Doughnuts, too, will sport new fall colors, especially in our new era of fancy, seasonally-flavored doughnuts. Besides Doughnut Vault
’s chestnut doughnut, a perfect fall flavor (though in fact available most of the time), we know they’ll have fall flavors like pumpkin and carrot cake, and we expect others to offer similar ones. Even old-school Dinkel’s
, one of whose charms is that it never changes (though they did go into bacon doughnuts recently), busted out the apple cider doughnuts this past weekend. If anything can get us past the pumpkin latte shortage, fall-flavored doughnuts will be it.
When’s the last time you marked Halloween with a sweet treat… that actually came from Transylvania? That’s the chimney cake, a sort of cinnamon roll wrapped around a spindle, whose sole local baker is the small Chimney Cake Island on Devon, run by a couple from Romania who imported a special oven to be able to make their native specialty. Admittedly, in itself it’s no spookier than a jelly doughnut, and people from Transylvania are at most bemused that their homeland is associated by Americans with vampires, reanimated corpses and werewolves, but still, tell us that any Halloween party won’t be improved by your being able to say, “Try one, they’re from Transylvania!”
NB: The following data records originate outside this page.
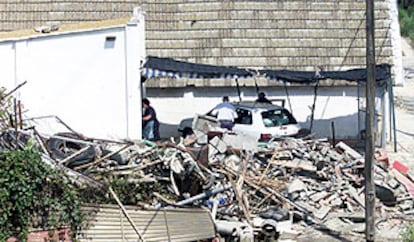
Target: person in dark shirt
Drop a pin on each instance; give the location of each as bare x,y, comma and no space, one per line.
150,124
261,98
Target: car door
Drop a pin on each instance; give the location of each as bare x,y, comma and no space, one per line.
244,123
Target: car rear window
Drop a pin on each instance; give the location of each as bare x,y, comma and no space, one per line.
277,117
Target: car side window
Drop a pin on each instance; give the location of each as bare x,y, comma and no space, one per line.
243,116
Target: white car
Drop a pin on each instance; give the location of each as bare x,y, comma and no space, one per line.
261,121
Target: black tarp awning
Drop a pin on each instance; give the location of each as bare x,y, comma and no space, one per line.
168,67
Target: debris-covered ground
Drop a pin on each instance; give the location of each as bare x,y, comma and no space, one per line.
279,190
287,188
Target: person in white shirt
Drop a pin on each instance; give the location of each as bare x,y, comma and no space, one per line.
226,114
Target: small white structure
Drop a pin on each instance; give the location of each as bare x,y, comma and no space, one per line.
86,74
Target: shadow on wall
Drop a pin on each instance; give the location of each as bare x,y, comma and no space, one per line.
168,130
346,127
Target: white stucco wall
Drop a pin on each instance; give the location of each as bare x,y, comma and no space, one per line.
333,104
89,81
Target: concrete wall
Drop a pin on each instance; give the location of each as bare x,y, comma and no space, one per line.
286,34
89,78
333,104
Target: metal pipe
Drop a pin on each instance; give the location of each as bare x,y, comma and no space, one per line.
205,194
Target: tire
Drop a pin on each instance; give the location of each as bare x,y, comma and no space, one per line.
187,132
61,149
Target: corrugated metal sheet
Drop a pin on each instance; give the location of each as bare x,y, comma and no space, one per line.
108,223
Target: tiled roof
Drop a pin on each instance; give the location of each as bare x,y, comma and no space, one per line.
283,34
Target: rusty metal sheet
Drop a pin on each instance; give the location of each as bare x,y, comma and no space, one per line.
108,223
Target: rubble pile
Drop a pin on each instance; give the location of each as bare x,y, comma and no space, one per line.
251,194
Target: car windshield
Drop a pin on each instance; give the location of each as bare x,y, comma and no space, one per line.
277,117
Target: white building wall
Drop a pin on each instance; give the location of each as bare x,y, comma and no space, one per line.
333,104
89,79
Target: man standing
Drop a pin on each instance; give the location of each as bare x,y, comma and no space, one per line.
226,113
261,98
150,124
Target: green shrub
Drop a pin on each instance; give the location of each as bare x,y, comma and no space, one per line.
33,195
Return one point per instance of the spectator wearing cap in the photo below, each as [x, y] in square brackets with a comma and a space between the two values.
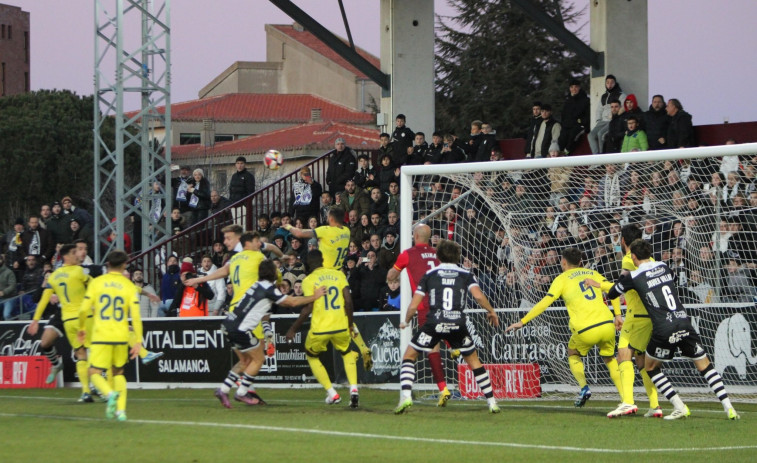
[547, 132]
[242, 183]
[58, 225]
[36, 240]
[306, 196]
[389, 251]
[342, 166]
[69, 209]
[575, 118]
[402, 136]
If there’s any ethnic food Chicago stands out for, yet no one pays that much attention to, it’s Polish food. But it’s hard to eat food as hearty as pierogis, cabbage rolls, or latkes in the summer. Come cooler weather, though, and it’s just the thing, so we’ll be hitting old favorites like Smak Tak
(where this picture was taken), Andrzej Grill, Staropolska
, and Szalas
with its Disney-fantasy forest lodge atmosphere (you can even eat in a sleigh, though after too much Polish food, you may find it a tight squeeze).
Mexican food is often spicy hot, but in the fall and winter it can also be soul-warmingly warm, with soups like the rich, slightly funky meat and bacon broth carne en su jugo (shown here at Taqueria Los Gallos
), the tripe soup menudo, hearty goat consomme, or the thick, porridge-like pozole. They’re common all over Mexican neighborhoods or at the Maxwell Street Market. Or if you’re out and about and just want something small to drink to keep you warm, pass on the Starbucks in favor of a styrofoam cup of thick champurrado, chocolate and atole (hominy flour).
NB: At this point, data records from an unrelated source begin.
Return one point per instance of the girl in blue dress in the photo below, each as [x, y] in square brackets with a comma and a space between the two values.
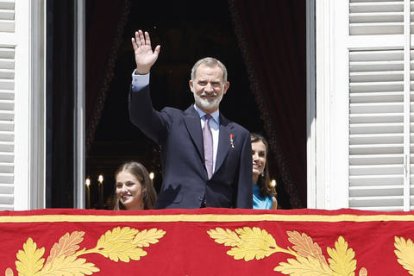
[264, 193]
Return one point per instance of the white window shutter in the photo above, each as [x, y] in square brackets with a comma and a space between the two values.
[378, 88]
[7, 104]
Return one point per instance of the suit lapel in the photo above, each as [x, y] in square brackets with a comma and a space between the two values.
[192, 122]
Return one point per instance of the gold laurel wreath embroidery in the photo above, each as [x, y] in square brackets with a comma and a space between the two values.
[254, 243]
[404, 250]
[119, 244]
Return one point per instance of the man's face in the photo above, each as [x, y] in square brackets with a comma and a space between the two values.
[208, 87]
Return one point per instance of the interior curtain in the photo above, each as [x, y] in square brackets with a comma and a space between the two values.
[105, 23]
[272, 38]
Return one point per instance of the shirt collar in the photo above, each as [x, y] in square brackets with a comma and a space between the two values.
[201, 113]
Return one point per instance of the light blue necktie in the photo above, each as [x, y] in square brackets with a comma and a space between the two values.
[208, 146]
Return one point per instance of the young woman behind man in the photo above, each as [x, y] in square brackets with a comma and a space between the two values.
[264, 194]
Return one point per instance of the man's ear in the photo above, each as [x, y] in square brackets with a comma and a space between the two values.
[226, 87]
[190, 84]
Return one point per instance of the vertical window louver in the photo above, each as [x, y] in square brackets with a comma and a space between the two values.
[380, 117]
[7, 104]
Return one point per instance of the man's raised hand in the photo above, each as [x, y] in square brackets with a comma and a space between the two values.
[145, 57]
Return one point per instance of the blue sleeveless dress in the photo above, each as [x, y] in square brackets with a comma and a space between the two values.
[261, 202]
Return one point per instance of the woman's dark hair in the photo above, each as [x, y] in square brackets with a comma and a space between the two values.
[266, 189]
[149, 195]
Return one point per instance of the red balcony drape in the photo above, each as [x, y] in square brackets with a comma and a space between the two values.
[206, 242]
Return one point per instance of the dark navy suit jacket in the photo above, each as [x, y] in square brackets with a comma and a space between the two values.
[185, 181]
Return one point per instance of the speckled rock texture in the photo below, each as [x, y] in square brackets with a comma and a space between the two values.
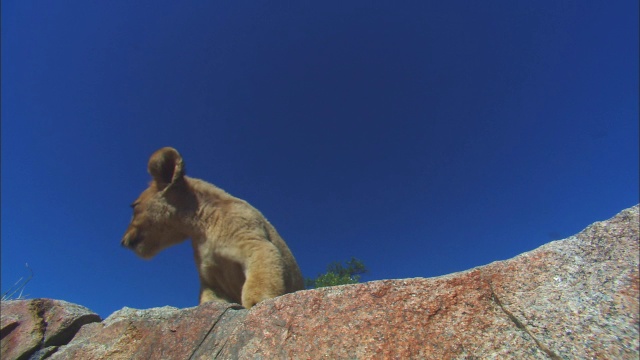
[575, 298]
[34, 329]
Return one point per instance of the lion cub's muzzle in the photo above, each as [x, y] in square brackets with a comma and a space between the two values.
[130, 240]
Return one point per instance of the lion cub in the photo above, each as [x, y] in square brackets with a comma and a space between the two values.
[239, 255]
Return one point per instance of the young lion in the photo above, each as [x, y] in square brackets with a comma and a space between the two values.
[239, 255]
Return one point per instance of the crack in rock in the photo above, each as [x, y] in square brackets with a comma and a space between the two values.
[204, 338]
[521, 326]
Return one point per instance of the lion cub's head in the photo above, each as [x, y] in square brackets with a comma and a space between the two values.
[156, 213]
Turkey doesn’t get much respect, and sadly, the freakish all-breast beast mainlining chemical butter flavor at Thanksgiving doesn’t necessarily deserve much. But good turkey is as satisfying as any poultry. You can get naturally raised, flavorful modern breeds from farmers like TJ’s
at the Green City Market, or you can look for the famous Ho-Ka Farms turkey, raised just west of Chicago in Waterman, Illinois, which regularly turns up in mainstream press articles on finding the best bird. Or for something genuinely different, order one of John Caveny’s
heritage Bourbon Reds; they’re smaller and considerably more expensive than a modern supermarket bird, but they have a rich, slightly gamy flavor that reminds you of roast duck or pheasant more than it does the bland white meat in your sandwich.